Ruth Anne Dodge died in September 1916 at her home in New York. Her body was brought to Council Bluffs, where she was buried. Her daughters, Anne Dodge and Eleanor Pusey, commissioned Daniel Chester French to sculpt the angel to their specifications. You see, an angel appeared to their mother during a series of visions that came shortly before her death. Their mother was able to describe the angel in full detail. The sculpture shows a beautiful angel that carries a vessel of water. While not a deep urn, the statue pours water from the vessel into a fountain—continually offering the “water of life”. Over time, the fountain had declined but has been restored to its glory. The water in the fountain was shut off in 1960 but restored to life again in 1985. Through the years, weather has changed the statue to a dark hue.
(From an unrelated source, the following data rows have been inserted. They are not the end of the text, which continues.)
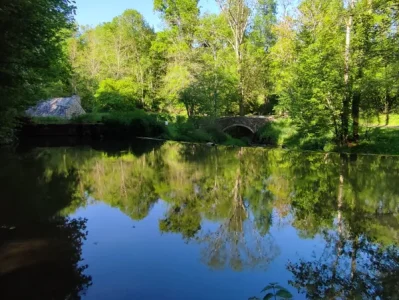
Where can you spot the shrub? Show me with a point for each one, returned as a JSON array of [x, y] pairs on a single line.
[[117, 95]]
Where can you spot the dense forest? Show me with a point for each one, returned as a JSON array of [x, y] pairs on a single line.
[[324, 64]]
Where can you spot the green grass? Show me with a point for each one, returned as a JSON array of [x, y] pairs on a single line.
[[380, 140], [49, 120]]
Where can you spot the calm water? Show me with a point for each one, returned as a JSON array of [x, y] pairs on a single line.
[[174, 221]]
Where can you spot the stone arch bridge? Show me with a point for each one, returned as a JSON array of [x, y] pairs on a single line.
[[251, 123]]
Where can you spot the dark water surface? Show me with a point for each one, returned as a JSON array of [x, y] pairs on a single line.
[[177, 221]]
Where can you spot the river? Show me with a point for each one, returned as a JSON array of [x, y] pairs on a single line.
[[164, 220]]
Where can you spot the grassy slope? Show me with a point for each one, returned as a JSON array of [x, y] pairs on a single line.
[[375, 138]]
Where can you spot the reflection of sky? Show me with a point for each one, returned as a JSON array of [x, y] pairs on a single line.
[[133, 260]]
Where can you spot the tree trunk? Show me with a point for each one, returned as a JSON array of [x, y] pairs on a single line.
[[386, 110], [355, 116], [348, 90]]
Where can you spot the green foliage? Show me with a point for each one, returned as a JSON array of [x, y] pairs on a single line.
[[31, 40], [49, 120], [117, 95]]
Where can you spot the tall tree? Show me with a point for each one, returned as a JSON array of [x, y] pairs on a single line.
[[237, 13]]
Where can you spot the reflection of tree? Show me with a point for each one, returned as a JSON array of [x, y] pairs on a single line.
[[362, 270], [239, 241], [43, 261], [361, 258]]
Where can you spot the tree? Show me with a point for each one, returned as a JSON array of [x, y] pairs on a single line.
[[237, 13]]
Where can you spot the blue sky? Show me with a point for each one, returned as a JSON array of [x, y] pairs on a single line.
[[93, 12]]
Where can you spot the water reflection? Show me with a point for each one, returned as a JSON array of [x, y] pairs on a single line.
[[226, 201]]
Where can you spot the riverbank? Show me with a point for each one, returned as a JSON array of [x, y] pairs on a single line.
[[279, 133]]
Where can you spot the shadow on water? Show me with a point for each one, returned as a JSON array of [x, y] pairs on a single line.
[[346, 205], [110, 147], [40, 249]]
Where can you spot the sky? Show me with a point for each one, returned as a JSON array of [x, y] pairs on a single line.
[[94, 12]]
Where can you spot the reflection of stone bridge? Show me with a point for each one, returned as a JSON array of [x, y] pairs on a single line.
[[251, 123]]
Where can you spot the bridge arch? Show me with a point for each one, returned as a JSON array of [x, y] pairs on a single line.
[[238, 125]]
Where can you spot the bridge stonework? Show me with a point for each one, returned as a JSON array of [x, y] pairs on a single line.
[[251, 123]]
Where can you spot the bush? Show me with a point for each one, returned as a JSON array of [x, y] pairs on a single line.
[[276, 133], [195, 130], [117, 95]]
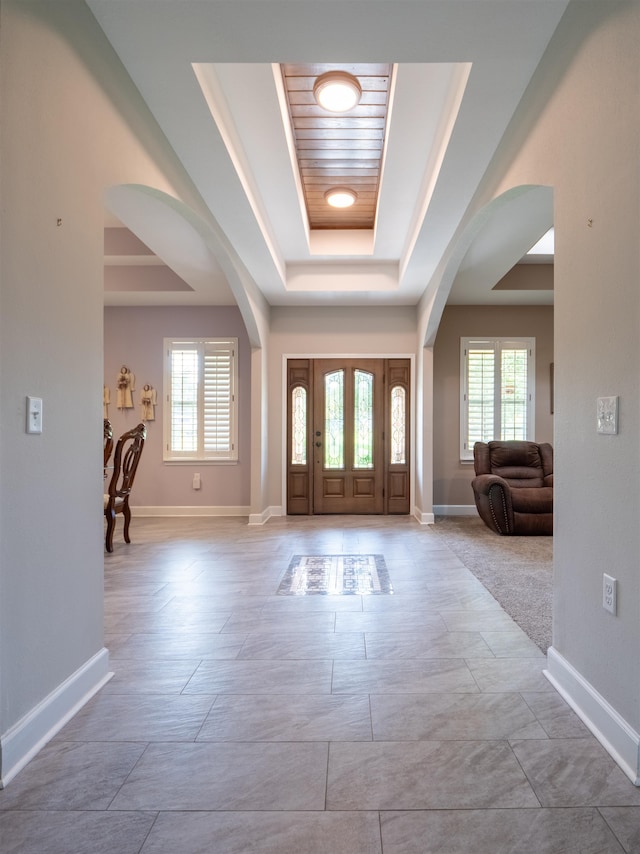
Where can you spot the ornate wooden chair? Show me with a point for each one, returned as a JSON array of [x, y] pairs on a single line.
[[108, 442], [125, 464]]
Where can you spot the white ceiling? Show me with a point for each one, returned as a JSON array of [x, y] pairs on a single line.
[[209, 73]]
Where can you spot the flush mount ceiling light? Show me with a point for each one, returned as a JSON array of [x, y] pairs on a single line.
[[337, 91], [340, 197]]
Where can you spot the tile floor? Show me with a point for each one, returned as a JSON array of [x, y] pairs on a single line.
[[239, 720]]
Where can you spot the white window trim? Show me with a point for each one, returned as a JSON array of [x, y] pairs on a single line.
[[498, 344], [230, 454]]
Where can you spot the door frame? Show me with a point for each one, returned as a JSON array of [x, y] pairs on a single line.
[[284, 414]]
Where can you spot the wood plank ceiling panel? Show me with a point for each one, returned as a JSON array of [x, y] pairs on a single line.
[[339, 150]]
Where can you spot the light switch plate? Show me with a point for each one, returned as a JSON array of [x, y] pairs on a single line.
[[607, 414], [34, 415]]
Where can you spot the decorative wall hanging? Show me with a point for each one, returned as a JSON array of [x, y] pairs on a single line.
[[148, 401], [126, 385]]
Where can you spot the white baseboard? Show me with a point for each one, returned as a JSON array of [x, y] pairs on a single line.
[[197, 510], [262, 518], [423, 518], [619, 739], [455, 510], [20, 743]]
Some acquaintances said Ruth’s “visitations” were merely dreams. But, according to Mrs. Dodge, they were realistic and overwhelming visions. Her daughter Anne stated, “We realized this was no dream, no ordinary occurrence, but an apparition such as appeared to those saints of olden times, who were spiritual seers, holy enough to penetrate the fleshly veil and view spiritual things hidden from the worldly minded.”
Ruth described the breathtaking visions to her daughters. She said she never closed her eyes but was transported to the rocks of a faraway sea shore she had never seen. She felt something spectacular was about to happen. Out of the mist, she saw an ancient boat. It was covered with roses and fragrant flowers. As the boat slowly approached, she saw a beautiful young woman standing at the bow of the ship. Ruth knew this was a spiritual being and not of this earth.
The young woman approached Ruth carrying a deep vessel—like a Grecian urn—under her arm. It was filled with glistening and sparkling water. The woman urged Ruth to drink from it; assuring her it contained a blessing. As much as Ruth craved the water, she told the vision she was not ready to drink it just yet. A few moments later, she was back in her own room and the vision was gone.
Ruth continued to have the same vision the three nights preceding her death. On the third visit, she drank from the water the angel offered her and felt she transformed into a new and glorious spiritual being. A few days later, Ruth died. On her deathbed, Ruth informed her daughters that the angel offered her the “wonderful water of life. I drank from it and it gave me immortality.”
If you go: The Ruth Anne Dodge Memorial is located at the head of Lafayette Avenue and North Second Street at the edge of Fairview Cemetery.